Home » Php » php – Bulk Compress (Zip) files

php – Bulk Compress (Zip) files

Posted by: admin July 12, 2020 Leave a comment

Questions:

Use:
Our users have many objects in our AWS S3 account. We are adding a feature to download entire projects at once. We are more concerned with efficiency than with storage.

After looking at different options (ZipArchive, PclZip) I came across this guide recommending the use of Chilkat.

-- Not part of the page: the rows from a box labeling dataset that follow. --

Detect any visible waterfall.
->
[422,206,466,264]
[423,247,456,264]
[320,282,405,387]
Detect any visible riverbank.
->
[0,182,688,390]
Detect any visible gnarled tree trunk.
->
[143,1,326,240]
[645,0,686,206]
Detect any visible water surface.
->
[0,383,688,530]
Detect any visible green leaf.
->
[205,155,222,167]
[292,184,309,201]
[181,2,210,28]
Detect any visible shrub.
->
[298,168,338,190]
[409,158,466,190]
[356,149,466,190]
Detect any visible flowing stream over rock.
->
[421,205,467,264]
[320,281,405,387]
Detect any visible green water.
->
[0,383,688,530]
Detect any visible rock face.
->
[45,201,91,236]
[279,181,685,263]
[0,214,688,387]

It’s method makes a lot of sense, and summarized it is as follows:

  • Prezip each file on upload and store it in S3
  • “Project Download” starts downloading each compressed file then QuickAppend (Chilkat terminology) which then “instantly” (200ms per file) adds them to the overall compressed file
  • Upload new Zip file to S3, provide link

The issue I am running into is a license for Chilkat is $249, and I am looking for free alternatives.

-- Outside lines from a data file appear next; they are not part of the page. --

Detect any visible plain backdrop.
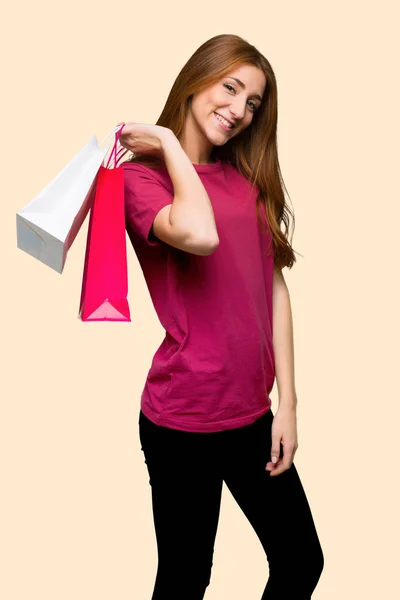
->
[0,0,400,600]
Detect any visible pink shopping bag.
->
[79,124,131,321]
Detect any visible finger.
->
[271,438,281,464]
[270,462,291,477]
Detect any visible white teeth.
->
[214,113,233,129]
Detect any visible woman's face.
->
[188,65,266,146]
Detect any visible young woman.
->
[120,35,324,600]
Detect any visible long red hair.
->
[125,34,296,269]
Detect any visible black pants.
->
[139,411,324,600]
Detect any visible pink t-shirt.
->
[121,160,275,432]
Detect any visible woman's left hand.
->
[265,404,298,477]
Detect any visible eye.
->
[224,83,257,112]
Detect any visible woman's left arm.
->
[266,270,298,476]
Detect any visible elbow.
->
[193,236,219,256]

An alternative (also free) uses a similar concept:

  • Prezip each file on upload and store it in S3
  • “Project Download” starts downloading each compressed file then tar‘s them together
  • Upload new Zip file to S3, provide link

Is there a “standard” or “ideal” way for dealing with this?

How to&Answers:

On my local system PHP’s built-in zip library is able to merge a 10 file 24MB zip into a 21 file 51MB zip in about 800ms, which is comparable to the 200ms/file you reported but I’m not sure how large your files are or what type of hardware you’re using.

Unlike the Java library that the author of your guide initially used, PHP’s zip library is implemented in C, so you won’t see the same Java to C performance gains that the author saw. Having said that, I don’t know how Chillkat’s QuickAppend works or how it compares to PHP’s zip library but appending to pre-zipped files whether you do it with PHP or Chillkat does seem to be the fastest solution.

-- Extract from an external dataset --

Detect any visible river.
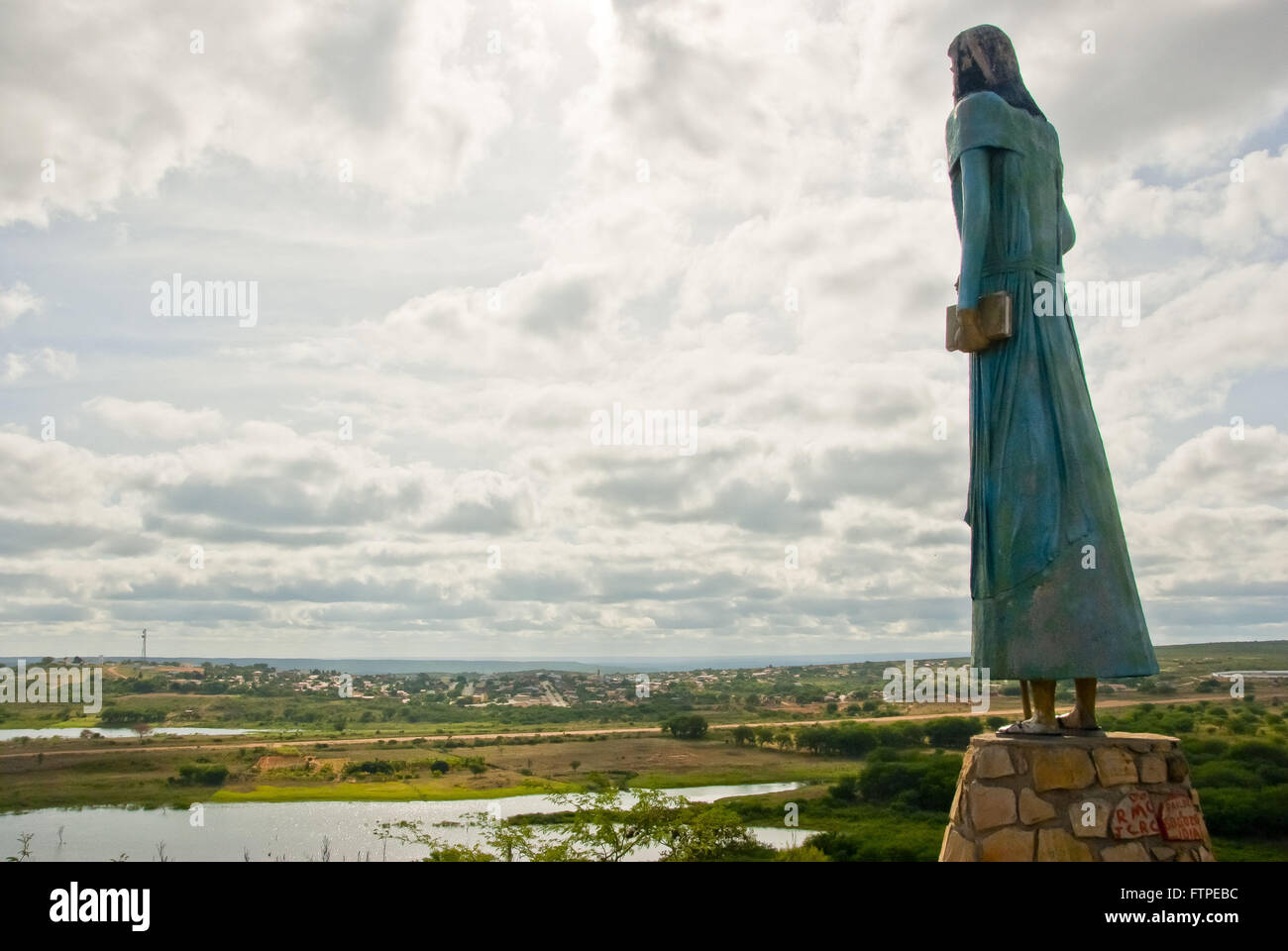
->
[0,783,808,862]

$destination = new ZipArchive;
$source = new ZipArchive;

if($source->open('a.zip') === TRUE 
&& $destination->open('b.zip') === TRUE) {

    $time_start = microtime(true);

    $temp_dir = "/tmp/zip_" . time();        
    mkdir($temp_dir,0777,true);
    $source->extractTo($temp_dir);
    $source->close();

    $files = scandir($temp_dir);
    $file_count = 0;

    foreach($files as $file) {
        if($file == '.' || $file == '..')
          continue;

        $destination->addFile("$temp_dir/$file");
        ++$file_count;
    }

    $destination->close();
    exec("rm -rf $temp_dir &");

    $time_end = microtime(true);
    $time = $time_end - $time_start;

    print "Added $file_count files in " . ($time * 1000). "ms \n";    
}

Output

-rw-rw-r-- 1 fuzzytree fuzzytree 24020997 Jun  4 15:57 a.zip
-rw-rw-r-- 1 fuzzytree fuzzytree 51418980 Jun  4 15:57 b.zip

[email protected]:~/testzip$ php zip.php 
Added 10 files in 872.43795394897ms

[email protected]:~/testzip$ ls -ltr *zip
-rw-rw-r-- 1 fuzzytree fuzzytree 24020997 Jun  4 15:57 a.zip
-rw-rw-r-- 1 fuzzytree fuzzytree 75443030 Jun  4 15:57 b.zip

Answer:

I have a site where people frequently download tens or even hundreds of files (as much as 100Mb, if I had to guess offhand) in one zip file. I use zipstream which I think I found here. I’m not sure of the limitations, but it seems to work well and there’s no need to zip the individual files beforehand.